Study On Modeling And Path Planning Of A Cable-driven Interventional Active Catheter

Cardiovascular and cerebrovascular diseases have become the one of most serious diseases that threat human health badly. And there are some problems in the traditional interventional operation such as poor controllability, bad universalness and high dependency of surgeons’ experience. Therefore, this thesis presents a cable-driven interventional active catheter system to solve the above-mentioned issues.A single catheter unit consists of a skeleton spring, a silicone tube, a connector and driving cables. And in order to gain more degrees of freedom for a better flexibility and versatility, the multiple segments catheter which is composed of single catheter units in series is usually used. Consequently, it could be suitable to different surgical environments.

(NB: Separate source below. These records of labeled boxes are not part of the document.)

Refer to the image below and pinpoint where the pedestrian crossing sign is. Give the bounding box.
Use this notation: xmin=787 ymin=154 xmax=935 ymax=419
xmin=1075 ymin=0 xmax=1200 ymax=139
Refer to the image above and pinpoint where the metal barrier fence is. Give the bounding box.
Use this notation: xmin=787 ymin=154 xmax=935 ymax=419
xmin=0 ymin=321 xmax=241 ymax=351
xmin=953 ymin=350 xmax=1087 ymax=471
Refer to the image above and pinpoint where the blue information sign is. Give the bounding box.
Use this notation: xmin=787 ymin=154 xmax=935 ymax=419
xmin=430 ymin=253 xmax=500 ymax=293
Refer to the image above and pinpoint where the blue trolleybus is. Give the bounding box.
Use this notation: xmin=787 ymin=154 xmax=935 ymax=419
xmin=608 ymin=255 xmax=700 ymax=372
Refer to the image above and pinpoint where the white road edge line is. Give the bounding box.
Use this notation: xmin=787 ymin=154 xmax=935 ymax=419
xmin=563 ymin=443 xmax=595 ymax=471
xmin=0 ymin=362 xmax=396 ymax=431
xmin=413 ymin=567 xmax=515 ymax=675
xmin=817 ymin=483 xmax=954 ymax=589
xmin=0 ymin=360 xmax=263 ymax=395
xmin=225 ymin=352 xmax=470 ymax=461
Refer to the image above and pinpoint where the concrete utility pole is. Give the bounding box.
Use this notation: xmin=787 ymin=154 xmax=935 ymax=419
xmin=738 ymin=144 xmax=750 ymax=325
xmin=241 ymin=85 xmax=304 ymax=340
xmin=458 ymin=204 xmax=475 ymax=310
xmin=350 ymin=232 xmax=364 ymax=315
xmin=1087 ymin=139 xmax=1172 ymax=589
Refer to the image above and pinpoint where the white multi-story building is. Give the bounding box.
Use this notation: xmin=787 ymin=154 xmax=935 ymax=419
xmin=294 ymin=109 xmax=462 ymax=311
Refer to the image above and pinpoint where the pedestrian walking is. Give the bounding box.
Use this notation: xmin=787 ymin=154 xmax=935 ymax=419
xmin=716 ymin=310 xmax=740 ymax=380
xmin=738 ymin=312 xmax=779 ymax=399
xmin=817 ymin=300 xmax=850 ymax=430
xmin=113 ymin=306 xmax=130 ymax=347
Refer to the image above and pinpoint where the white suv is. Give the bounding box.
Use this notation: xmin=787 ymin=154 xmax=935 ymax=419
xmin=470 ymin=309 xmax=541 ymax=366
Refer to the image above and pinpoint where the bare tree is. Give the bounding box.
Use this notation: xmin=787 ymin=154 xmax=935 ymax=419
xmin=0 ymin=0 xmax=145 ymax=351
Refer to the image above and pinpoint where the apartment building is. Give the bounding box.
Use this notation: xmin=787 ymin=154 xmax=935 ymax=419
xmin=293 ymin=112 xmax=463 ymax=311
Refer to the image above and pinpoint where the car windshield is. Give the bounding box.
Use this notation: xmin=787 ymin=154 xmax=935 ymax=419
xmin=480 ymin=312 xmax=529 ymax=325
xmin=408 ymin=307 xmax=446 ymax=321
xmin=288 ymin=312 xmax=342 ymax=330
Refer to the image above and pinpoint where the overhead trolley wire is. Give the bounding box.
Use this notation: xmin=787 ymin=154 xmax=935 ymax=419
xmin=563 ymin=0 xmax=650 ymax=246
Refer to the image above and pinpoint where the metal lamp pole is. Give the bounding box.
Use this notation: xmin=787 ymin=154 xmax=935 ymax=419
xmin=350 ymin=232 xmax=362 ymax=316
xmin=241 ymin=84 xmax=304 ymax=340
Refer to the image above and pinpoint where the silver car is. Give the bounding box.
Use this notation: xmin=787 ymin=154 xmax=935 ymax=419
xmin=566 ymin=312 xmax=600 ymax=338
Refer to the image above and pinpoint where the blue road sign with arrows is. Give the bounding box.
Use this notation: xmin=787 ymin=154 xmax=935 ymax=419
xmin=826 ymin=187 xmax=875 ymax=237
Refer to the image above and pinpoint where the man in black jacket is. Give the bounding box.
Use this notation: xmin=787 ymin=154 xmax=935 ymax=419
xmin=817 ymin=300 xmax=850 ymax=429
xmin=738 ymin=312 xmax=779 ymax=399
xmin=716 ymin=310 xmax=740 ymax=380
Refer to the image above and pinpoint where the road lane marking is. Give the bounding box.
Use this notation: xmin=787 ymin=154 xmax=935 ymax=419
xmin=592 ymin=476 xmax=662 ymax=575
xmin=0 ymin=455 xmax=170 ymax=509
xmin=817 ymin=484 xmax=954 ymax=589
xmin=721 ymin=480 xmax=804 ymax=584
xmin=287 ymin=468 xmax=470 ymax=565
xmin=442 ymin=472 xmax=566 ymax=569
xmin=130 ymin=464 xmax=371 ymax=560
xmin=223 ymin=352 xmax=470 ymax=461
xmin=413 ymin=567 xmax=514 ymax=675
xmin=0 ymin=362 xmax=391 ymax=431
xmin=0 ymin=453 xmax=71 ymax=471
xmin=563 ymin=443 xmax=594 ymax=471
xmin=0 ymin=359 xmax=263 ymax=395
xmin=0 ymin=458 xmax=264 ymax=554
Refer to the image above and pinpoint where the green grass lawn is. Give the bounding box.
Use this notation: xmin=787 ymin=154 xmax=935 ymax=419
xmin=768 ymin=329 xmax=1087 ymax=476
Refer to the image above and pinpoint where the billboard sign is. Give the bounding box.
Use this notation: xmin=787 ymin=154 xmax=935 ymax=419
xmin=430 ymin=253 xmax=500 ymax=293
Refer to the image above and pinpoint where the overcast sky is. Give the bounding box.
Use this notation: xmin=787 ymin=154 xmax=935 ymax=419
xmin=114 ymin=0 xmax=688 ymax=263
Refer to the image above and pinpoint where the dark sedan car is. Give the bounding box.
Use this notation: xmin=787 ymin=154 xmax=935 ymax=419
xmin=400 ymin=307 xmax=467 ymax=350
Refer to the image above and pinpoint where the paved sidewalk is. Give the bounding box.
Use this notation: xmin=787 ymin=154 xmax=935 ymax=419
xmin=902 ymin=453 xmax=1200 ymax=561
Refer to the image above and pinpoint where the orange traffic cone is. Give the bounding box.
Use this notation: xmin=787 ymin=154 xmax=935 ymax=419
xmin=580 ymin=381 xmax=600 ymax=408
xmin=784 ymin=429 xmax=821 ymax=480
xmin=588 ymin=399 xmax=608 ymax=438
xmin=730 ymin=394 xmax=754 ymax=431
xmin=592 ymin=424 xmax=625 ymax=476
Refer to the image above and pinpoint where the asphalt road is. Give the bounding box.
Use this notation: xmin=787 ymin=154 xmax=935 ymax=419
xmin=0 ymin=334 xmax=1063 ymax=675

An assistant control mechanism is devised to free surgeons from the surgery scene and a tension and reeling device of driving cables is devised, according to the drive methods of cables, to ensure the driving accuracy.For further exploration of the catheter‘s bending and deformation mechanism, synthesizing the large deflection hypothesis and the arc hypothesis which are existing, the flexible model of the catheter is established on the ADAMS software and the flexible models of driving cables and skeleton springs are also established according to their different functional features respectively. Comparing and analyzing the results of simulations and the two hypotheses, the applicable ranges and conditions of the two hypotheses is found separately.Based on the analysis of bending characters of the catheter, the kinematic model is built and the rapid forward kinematic calculated algorithms of the multiple segments in series is derivated from the forward kinematics of the single catheter unit. And the inverse kinematics is analyzed. Then, the cable length is decoupled by analyzing and reducing of its coupling relationship.According to the kinematic model from the analysis, the path of the catheter during interventional is planned. And concerning the redundancy characteristic of the multiple segment catheter robot, obstacle avoidance algorithm for the redundant robots is proposed. Thus, working capacity of the robot is improved. Finally, a catheter system is made and experiments are conducted on it to verify the analysis results.